# investigating the second derivative test

• Nov 12th 2008, 08:56 AM
chrisc
investigating the second derivative test
This is a question that is supposed to help my understanding of the second derivative test, but Im not sure how it does, or how to do this.

f(x,y) = a(x^2) + b(xy) + c(y^2)

by completing the square, show that if a/=0 then,

f(x,y) = a(x^2) + b(xy) + c(Y^2) = a[(x + yb/2a)^2 + (y^2)(4ac-b^2)/(4a^2)]
• Nov 12th 2008, 12:02 PM
Opalg
If you apply the first derivative test (putting partial derivatives equal to 0), you see that the only critical point of f(x,y)occurs at the origin.
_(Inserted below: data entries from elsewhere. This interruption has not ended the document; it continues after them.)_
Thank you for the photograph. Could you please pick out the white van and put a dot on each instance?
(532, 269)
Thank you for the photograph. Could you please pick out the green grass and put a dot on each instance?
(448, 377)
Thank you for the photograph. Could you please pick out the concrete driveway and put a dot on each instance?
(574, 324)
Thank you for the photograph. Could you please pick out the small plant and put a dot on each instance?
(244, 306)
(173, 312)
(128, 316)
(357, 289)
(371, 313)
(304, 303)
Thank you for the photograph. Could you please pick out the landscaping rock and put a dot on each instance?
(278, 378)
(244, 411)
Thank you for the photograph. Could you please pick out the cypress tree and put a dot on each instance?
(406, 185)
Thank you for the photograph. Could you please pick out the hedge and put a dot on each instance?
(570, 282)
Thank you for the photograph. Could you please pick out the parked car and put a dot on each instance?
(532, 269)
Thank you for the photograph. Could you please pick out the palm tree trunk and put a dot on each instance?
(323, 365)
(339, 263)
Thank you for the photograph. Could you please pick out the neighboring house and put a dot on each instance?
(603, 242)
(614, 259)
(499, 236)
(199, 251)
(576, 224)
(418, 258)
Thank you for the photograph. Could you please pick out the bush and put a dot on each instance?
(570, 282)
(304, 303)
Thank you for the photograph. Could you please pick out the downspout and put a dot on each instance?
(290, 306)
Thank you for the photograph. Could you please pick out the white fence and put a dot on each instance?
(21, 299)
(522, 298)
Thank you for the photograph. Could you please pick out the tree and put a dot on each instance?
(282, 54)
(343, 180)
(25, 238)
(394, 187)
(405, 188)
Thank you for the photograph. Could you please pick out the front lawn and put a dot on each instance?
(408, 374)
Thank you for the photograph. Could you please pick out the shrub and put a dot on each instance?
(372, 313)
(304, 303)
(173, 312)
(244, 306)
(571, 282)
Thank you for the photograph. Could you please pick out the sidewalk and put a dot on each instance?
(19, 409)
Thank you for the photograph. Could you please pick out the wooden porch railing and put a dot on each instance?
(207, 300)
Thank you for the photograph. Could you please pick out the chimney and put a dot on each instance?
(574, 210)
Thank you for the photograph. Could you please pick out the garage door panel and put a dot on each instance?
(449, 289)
If you apply the second derivative test (calculate the second partial derivatives and look at $\tfrac{\partial^2f}{\partial x^2}\tfrac{\partial^2f}{\partial y^2} - \bigl(\tfrac{\partial^2f}{\partial x\partial y}\bigl)^2$), it tells you that there is a local max/min at the origin (depending on whether $\tfrac{\partial^2f}{\partial x^2}$ is negative or positive) if that expression is positive, and that there is a saddle point if it is negative.

On the other hand, if you look at the formula obtained by completing the square, you get exactly the same information: if $4ac-b^2<0$ then one of the squares is positive and the other one is negative, so there is a saddle point at the origin. If $4ac-b^2>0$ then both squares are positive, and the function will have a local max/min at the origin depending on whether a is negative or positive.

So it looks as though the aim of this exercise is to persuade you that the second derivative test works, by seeing that it gives the right answer in this case.